Our team initially tested 9 models, and the 4 below were the most promising ones. All 4 mostly had accuracy metrics in the high 90% and the confusion matrices had a majority of true positives and true negatives. We also tested the Gradient Boosting Classifier, Bernoulli model, Gaussian model, Support Vector Machines, and Logistic Regression, but their metrics were not up to the standards.
Decision trees are flowchart tree like structures where a system uses a series of questions to assign a classification. We ended up using this model for our final product.
KNN is a non-parametric method used for classification that works by selecting the specified number of examples (K-Neighbors) closest to the query, and then votes for the most frequent label based on the neighbors.

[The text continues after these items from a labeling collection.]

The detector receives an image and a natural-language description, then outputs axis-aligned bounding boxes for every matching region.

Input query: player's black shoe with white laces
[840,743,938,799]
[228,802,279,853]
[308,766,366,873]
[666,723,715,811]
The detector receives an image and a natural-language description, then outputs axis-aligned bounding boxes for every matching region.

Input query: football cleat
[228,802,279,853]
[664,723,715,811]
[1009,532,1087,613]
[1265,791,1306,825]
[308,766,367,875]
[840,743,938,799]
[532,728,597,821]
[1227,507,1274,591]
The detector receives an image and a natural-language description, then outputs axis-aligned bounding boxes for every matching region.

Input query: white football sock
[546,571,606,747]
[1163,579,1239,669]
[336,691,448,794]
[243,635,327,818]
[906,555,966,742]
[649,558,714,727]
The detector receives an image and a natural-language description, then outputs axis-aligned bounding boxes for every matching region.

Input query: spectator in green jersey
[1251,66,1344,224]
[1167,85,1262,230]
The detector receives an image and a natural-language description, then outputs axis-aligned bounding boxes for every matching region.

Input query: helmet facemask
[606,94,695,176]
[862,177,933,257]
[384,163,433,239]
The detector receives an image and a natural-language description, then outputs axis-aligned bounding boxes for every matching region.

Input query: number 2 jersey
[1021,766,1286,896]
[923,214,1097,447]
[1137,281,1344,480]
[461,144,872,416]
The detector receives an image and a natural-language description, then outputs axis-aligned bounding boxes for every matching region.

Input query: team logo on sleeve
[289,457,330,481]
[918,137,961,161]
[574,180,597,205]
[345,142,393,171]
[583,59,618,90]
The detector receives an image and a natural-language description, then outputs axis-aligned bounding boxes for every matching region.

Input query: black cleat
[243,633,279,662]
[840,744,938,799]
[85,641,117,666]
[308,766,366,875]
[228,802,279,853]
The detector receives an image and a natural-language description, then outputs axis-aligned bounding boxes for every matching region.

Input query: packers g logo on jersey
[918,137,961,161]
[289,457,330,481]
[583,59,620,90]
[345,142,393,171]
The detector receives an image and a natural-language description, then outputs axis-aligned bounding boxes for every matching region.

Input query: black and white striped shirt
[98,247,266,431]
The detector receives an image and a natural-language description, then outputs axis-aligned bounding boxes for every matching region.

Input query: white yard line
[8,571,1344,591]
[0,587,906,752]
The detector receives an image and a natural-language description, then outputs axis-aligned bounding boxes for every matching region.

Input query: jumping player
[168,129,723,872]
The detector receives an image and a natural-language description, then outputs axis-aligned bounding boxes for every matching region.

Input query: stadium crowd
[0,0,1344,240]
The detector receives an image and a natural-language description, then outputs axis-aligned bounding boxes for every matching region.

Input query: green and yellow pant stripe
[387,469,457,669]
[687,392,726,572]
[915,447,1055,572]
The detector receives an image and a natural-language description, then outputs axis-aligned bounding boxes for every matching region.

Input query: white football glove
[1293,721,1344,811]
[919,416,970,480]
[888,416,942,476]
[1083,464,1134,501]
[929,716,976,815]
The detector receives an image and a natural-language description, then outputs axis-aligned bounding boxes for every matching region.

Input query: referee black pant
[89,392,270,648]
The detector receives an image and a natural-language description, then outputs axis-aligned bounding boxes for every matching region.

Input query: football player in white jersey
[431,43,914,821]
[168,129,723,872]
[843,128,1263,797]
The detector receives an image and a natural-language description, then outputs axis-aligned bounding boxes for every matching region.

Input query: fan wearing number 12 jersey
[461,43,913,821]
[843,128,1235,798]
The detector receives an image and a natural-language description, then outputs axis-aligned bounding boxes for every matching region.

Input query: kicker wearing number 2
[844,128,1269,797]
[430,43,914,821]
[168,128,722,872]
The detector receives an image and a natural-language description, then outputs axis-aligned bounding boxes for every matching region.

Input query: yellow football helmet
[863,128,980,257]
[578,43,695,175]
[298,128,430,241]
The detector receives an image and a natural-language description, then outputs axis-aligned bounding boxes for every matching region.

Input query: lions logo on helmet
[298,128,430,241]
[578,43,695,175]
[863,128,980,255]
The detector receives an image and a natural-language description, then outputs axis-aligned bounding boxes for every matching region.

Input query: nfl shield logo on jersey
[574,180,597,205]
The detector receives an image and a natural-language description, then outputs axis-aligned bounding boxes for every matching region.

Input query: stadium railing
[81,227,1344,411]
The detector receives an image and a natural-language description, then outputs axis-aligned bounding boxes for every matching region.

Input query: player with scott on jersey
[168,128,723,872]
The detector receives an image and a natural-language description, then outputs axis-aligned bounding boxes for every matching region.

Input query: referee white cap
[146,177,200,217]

The Random Forest an unsupervised model that uses multiple decision trees and chooses certain prediction by means of voting.
XGBoost stands for eXtreme Gradient Boosting. An XGB merges weak tree models together to make stronger, cohesive, comprehensive data that is more easily read.
Decision Trees KNN
Random Forest Classifier XGBoost
Confusion matrices are one of the many methods we use to confirm whether or not a model is sufficient. The goal is to have a high number in the True Positive (Top-Left) and True Negative (Bottom-Right) boxes, because these values were correctly predicted. The other two boxes contain the number of incorrect predictions.